Losses API¶

anfis_toolbox.losses ¶

Loss functions and their gradients for ANFIS Toolbox.

This module centralizes the loss definitions used during training to make it explicit which objective is being optimized. Trainers can import from here so the chosen loss is clear in one place.

CrossEntropyLoss ¶

Bases: LossFunction

Categorical cross-entropy loss operating on logits.

Implements cross-entropy loss for multi-class classification tasks. Accepts raw logits (unbounded scores) and computes numerically stable loss using log-softmax formulation.

The loss is defined as

L = -(1/n) * Σ Σ y_true[i,j] * log(softmax(logits)[i,j])

And its gradient with respect to logits is

∇L = (1/n) * (softmax(logits) - y_true)

Numerical stability is achieved through

Stable log-softmax computation in loss method
Stable softmax via maximum subtraction in gradient method

gradient ¶

gradient(y_true: ndarray, y_pred: ndarray) -> np.ndarray

Compute gradient of cross-entropy with respect to logits.

The gradient simplifies to: softmax(logits) - one_hot(y_true) This form is derived from the chain rule applied to the cross-entropy loss.
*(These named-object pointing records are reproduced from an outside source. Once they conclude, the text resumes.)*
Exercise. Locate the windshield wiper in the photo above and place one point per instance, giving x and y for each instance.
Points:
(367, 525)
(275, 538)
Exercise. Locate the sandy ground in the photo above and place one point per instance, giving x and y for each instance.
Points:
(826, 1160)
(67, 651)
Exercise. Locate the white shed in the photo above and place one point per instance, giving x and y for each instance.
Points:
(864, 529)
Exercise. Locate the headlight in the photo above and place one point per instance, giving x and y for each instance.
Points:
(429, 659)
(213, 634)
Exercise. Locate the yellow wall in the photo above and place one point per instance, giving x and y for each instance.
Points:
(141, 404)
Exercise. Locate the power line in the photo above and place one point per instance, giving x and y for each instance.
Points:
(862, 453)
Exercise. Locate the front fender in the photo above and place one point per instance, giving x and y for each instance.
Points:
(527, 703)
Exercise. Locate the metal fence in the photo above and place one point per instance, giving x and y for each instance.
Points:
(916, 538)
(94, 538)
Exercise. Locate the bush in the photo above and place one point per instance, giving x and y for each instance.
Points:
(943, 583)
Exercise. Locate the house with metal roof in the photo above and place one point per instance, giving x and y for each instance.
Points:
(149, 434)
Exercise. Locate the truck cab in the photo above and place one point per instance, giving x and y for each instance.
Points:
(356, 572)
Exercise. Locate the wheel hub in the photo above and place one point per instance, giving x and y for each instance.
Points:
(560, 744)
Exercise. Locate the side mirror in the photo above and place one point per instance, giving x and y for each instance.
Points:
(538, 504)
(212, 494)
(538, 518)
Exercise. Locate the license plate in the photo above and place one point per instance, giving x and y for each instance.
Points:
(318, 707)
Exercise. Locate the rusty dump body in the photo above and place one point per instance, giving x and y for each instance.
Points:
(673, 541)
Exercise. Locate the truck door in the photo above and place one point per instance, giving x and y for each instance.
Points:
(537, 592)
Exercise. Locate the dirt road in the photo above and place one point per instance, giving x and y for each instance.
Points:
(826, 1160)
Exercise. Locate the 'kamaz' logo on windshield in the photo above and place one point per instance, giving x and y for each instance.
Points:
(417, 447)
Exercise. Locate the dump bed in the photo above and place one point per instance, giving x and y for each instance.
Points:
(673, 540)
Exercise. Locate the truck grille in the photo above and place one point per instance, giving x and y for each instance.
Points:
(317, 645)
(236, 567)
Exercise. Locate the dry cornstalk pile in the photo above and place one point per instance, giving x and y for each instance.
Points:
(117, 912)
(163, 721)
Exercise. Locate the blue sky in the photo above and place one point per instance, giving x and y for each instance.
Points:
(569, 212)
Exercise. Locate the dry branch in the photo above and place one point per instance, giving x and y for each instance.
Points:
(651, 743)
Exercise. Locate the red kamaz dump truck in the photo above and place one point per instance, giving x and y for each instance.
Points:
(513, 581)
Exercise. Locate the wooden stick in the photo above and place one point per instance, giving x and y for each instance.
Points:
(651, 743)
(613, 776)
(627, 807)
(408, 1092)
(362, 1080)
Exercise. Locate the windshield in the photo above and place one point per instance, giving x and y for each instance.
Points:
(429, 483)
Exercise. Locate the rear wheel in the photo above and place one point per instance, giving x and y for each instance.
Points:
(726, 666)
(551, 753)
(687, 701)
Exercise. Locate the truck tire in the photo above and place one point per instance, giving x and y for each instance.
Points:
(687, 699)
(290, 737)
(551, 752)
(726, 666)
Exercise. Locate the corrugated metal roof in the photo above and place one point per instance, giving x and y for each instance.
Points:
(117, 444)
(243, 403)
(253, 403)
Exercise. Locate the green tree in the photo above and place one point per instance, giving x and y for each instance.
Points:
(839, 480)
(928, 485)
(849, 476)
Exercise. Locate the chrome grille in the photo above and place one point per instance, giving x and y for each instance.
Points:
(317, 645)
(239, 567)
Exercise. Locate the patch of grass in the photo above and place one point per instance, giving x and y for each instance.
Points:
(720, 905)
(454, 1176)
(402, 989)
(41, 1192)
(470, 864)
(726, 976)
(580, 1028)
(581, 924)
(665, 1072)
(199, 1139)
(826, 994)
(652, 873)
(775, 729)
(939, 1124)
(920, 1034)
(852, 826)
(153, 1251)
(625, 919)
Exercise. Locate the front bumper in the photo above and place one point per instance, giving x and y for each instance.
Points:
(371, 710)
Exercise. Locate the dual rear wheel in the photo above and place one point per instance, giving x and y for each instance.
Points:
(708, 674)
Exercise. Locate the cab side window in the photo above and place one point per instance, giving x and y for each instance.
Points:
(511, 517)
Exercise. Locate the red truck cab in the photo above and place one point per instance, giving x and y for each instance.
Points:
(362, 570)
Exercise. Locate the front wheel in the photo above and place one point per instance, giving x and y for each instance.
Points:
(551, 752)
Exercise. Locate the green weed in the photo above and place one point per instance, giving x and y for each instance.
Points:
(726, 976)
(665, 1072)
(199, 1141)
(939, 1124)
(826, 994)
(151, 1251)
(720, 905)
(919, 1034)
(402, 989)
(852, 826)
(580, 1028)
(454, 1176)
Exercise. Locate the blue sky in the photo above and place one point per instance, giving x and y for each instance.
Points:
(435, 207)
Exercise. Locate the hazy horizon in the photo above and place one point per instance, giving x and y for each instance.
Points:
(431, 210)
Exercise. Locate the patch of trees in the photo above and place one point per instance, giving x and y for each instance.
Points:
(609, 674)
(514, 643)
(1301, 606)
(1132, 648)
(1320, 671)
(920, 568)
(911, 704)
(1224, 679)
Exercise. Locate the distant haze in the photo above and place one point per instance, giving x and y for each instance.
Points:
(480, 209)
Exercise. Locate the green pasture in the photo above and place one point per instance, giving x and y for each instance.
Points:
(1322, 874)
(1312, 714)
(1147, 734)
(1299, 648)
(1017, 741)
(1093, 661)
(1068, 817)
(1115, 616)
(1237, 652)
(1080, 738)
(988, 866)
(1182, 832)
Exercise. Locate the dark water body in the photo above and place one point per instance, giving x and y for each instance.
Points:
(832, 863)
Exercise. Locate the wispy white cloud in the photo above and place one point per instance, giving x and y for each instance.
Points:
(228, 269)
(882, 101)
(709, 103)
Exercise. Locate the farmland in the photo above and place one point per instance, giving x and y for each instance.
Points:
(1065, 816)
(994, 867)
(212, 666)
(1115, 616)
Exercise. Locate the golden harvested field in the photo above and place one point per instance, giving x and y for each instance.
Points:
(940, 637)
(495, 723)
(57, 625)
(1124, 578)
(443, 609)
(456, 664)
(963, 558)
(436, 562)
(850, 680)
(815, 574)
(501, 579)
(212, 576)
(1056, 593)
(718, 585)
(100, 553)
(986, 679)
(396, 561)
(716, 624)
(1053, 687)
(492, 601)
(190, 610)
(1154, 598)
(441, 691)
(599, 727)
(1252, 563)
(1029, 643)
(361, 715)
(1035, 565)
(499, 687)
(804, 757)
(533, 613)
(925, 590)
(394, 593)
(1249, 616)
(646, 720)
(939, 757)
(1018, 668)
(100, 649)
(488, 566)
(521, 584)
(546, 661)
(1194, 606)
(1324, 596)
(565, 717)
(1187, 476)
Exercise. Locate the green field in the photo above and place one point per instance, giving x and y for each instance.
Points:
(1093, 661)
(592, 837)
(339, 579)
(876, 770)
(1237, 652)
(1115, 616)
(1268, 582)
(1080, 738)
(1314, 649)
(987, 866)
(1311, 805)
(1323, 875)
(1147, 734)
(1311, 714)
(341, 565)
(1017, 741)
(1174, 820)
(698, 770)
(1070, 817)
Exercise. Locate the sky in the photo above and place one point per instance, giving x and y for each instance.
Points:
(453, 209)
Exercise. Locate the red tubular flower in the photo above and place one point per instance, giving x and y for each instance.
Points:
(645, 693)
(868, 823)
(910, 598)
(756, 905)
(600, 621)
Accepts integer labels or one-hot encoded targets. Returns gradient with the same shape as logits.

Parameters:

Name	Type	Description	Default
`y_true`	`ndarray`	Array of shape (n_samples,) of integer class labels, or one-hot encoded array of shape (n_samples, n_classes).	required
`y_pred`	`ndarray`	Raw logit scores of shape (n_samples, n_classes).	required

Returns:

Type	Description
`ndarray`	np.ndarray: Gradient of shape (n_samples, n_classes) with values typically in range [-1, 1] indicating direction to decrease loss.

Raises:

Type	Description
`ValueError`	If one-hot y_true shape doesn't match logits shape.

loss ¶

loss(y_true: ndarray, y_pred: ndarray) -> float

Compute mean cross-entropy from integer labels or one-hot vs logits.

Uses stable log-softmax computation to prevent numerical underflow. Handles both integer class labels and one-hot encoded targets.

Parameters:

Name	Type	Description	Default
`y_true`	`ndarray`	Array of shape (n_samples,) of integer class labels (0 to n_classes-1), or one-hot encoded array of shape (n_samples, n_classes).	required
`y_pred`	`ndarray`	Raw logit scores of shape (n_samples, n_classes).	required

Returns:

Name	Type	Description
`float`	`float`	Mean cross-entropy loss across all samples.

Notes

Returns 0.0 if batch is empty (n_samples == 0)
Numerically stable for arbitrarily large or small logit values

prepare_targets ¶

prepare_targets(
    y: Any, *, model: Any | None = None
) -> np.ndarray

Convert labels or one-hot encodings into dense float matrices.

Accepts either

1D integer class labels (0 to n_classes-1)
2D one-hot encoded targets

If 1D labels are provided, automatically converts to one-hot encoding. If model is provided with an n_classes attribute, validates consistency.

Parameters:

Name	Type	Description	Default
`y`	`Any`	Target labels as 1D array of integers or 2D one-hot array.	required
`model`	`Any \| None`	Optional model instance. If provided, uses model.n_classes to infer number of classes and validate dimensions.	`None`

Returns:

Type	Description
`ndarray`	np.ndarray: One-hot encoded targets of shape (n_samples, n_classes).

Raises:

Type	Description
`ValueError`	If y dimension is not 1 or 2, or if dimensions don't match model.

LossFunction ¶

Base interface for losses used by trainers.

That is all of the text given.